Demokraten geloben Aufsicht über DOJ-Ermittlungen zu Binance

Drei demokratische Senatoren – Chris Van Hollen, Elizabeth Warren und Ruben Gallego – haben zugesagt, eine gemeldete Untersuchung des Justizministeriums der USA (Department of Justice) darüber zu überwachen, ob Binance Irans ankoppelnde Sanktionsumgehung erleichtert hat, womit sie den Druck des Kongresses auf die Kryptobörse erhöhen, die 2023 eine Rekordstrafe von 4,3 Milliarden US‑Dollar zahlte.

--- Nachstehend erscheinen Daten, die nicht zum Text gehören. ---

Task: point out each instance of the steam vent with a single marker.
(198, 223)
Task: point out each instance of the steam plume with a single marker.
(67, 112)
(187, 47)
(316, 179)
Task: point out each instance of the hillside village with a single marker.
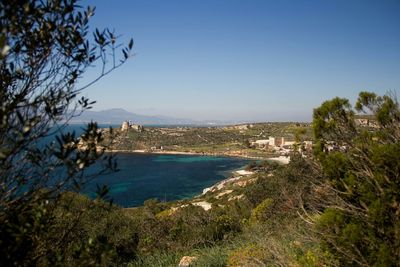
(257, 140)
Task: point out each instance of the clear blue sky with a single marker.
(248, 60)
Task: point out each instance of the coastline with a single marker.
(280, 159)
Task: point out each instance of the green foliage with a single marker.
(262, 211)
(45, 50)
(250, 255)
(361, 227)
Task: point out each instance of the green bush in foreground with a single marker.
(360, 226)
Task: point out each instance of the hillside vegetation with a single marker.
(335, 207)
(230, 140)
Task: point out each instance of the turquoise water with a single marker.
(165, 177)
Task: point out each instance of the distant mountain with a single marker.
(118, 115)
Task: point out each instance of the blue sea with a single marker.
(165, 177)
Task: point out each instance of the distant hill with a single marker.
(118, 115)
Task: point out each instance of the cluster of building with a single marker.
(126, 125)
(280, 145)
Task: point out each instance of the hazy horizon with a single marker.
(252, 61)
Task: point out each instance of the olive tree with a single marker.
(45, 48)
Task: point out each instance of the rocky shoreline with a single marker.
(280, 159)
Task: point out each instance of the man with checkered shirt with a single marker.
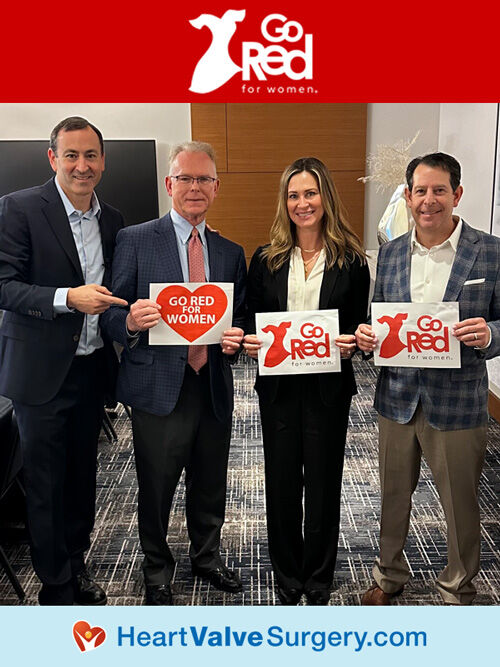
(438, 413)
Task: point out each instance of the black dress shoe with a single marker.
(86, 591)
(56, 595)
(289, 596)
(220, 578)
(319, 596)
(158, 595)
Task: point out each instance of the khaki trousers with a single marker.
(456, 460)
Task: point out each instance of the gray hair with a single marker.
(190, 147)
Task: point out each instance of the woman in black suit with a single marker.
(314, 261)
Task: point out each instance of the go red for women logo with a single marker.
(301, 342)
(191, 313)
(281, 49)
(413, 334)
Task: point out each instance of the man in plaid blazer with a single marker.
(181, 414)
(440, 413)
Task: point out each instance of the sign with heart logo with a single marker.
(87, 638)
(191, 313)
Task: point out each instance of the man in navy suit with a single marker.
(56, 246)
(438, 413)
(181, 411)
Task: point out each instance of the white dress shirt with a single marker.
(304, 294)
(87, 235)
(431, 267)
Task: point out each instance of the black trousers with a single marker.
(59, 445)
(304, 443)
(189, 438)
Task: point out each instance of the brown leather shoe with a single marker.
(375, 596)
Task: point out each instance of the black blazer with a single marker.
(37, 255)
(345, 289)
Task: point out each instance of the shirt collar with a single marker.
(95, 207)
(453, 239)
(183, 227)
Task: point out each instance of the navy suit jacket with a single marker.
(345, 289)
(455, 398)
(37, 255)
(150, 377)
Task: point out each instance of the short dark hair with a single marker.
(70, 125)
(439, 161)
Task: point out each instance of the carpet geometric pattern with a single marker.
(115, 553)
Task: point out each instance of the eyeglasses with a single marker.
(203, 181)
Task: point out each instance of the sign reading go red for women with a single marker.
(416, 334)
(191, 313)
(299, 342)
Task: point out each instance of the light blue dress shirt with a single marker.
(87, 235)
(183, 230)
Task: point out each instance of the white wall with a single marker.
(388, 124)
(167, 123)
(468, 132)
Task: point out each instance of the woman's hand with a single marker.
(347, 345)
(231, 340)
(365, 338)
(252, 345)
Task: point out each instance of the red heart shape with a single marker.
(87, 638)
(192, 314)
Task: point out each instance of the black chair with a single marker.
(10, 467)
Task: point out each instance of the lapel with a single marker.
(327, 286)
(53, 209)
(465, 257)
(167, 250)
(281, 280)
(215, 257)
(106, 236)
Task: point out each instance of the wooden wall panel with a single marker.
(268, 137)
(245, 206)
(255, 142)
(208, 123)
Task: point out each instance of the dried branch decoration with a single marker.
(387, 166)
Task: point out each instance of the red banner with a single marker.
(250, 52)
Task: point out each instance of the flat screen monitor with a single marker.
(129, 182)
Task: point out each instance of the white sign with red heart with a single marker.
(191, 313)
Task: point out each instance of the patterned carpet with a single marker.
(115, 552)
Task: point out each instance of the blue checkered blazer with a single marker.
(150, 377)
(456, 398)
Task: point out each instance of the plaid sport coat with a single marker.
(150, 377)
(455, 398)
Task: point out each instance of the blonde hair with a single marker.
(342, 244)
(190, 147)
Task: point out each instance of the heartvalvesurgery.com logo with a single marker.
(286, 51)
(87, 638)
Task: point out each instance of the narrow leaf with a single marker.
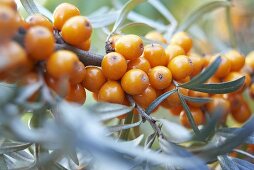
(189, 115)
(157, 101)
(219, 88)
(130, 5)
(108, 111)
(204, 75)
(194, 16)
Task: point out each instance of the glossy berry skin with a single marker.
(62, 63)
(113, 66)
(79, 73)
(173, 51)
(9, 23)
(135, 81)
(198, 64)
(146, 98)
(111, 92)
(76, 30)
(62, 13)
(180, 67)
(173, 99)
(39, 43)
(130, 46)
(197, 114)
(183, 40)
(77, 94)
(224, 68)
(139, 63)
(156, 55)
(160, 77)
(155, 36)
(243, 114)
(39, 20)
(94, 79)
(237, 60)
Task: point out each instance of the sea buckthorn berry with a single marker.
(192, 93)
(130, 46)
(39, 20)
(9, 3)
(39, 43)
(139, 63)
(12, 56)
(135, 81)
(160, 77)
(173, 99)
(249, 60)
(9, 23)
(198, 64)
(235, 101)
(77, 94)
(182, 39)
(156, 55)
(197, 115)
(85, 45)
(61, 86)
(111, 92)
(62, 13)
(219, 104)
(79, 73)
(173, 51)
(114, 66)
(62, 63)
(146, 98)
(76, 30)
(94, 79)
(176, 110)
(155, 36)
(180, 67)
(224, 68)
(243, 114)
(237, 60)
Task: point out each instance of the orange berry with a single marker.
(180, 67)
(85, 45)
(111, 92)
(130, 46)
(9, 3)
(160, 77)
(197, 94)
(135, 81)
(113, 66)
(94, 79)
(197, 115)
(198, 64)
(9, 23)
(76, 94)
(237, 60)
(182, 39)
(139, 63)
(79, 73)
(243, 114)
(39, 20)
(173, 99)
(156, 55)
(76, 30)
(155, 36)
(224, 68)
(39, 43)
(173, 51)
(62, 63)
(62, 13)
(146, 98)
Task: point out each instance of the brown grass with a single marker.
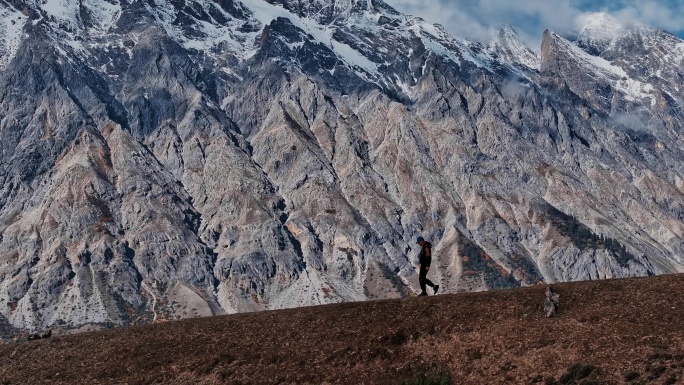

Was passiert ist: Senatoren nehmen Binance-Ermittlungen ins Visier

Die Senatoren erklärten in einer gemeinsamen Stellungnahme am Donnerstag, dass sie „Aufsicht ausüben werden, um sicherzustellen, dass das Justizministerium eine ernsthafte Untersuchung gegen Binance durchführt und das Unternehmen für jegliches Fehlverhalten zur Rechenschaft zieht.“ Die Ankündigung folgte auf einen Bericht des Wall Street Journal am Mittwoch, in dem unter Berufung auf mit der Angelegenheit vertraute Personen berichtet wurde, dass das Justizministerium prüfe, ob Iran Binance möglicherweise genutzt habe, um Sanktionen zu umgehen.

Die Gesetzgeber fügten hinzu, dass der Bericht Bedenken aufwerfe, das Unternehmen „verstoße erneut gegen US‑Sanktionsgesetze und helfe in rücksichtsloser Weise bei der Finanzierung der Aktivitäten von Terrorgruppen mit Iran-Bezug.“

Sie wiesen darauf hin, dass sie im vergangenen Monat Finanzminister Scott Bessent und US‑Justizministerin Pam Bondi aufgefordert hatten, Binance wegen der Bewegung von Iran‑bezogenen Geldern zu untersuchen.

Binance reagierte nicht auf eine Anfrage nach einem Kommentar, obwohl ein Unternehmenssprecher zuvor gegenüber Cointelegraph mitteilte, man sei sich „keiner Ermittlungen bewusst“ und „arbeite mit Aufsichtsbehörden und Strafverfolgungsbehörden zusammen, um die Fakten zu untersuchen“.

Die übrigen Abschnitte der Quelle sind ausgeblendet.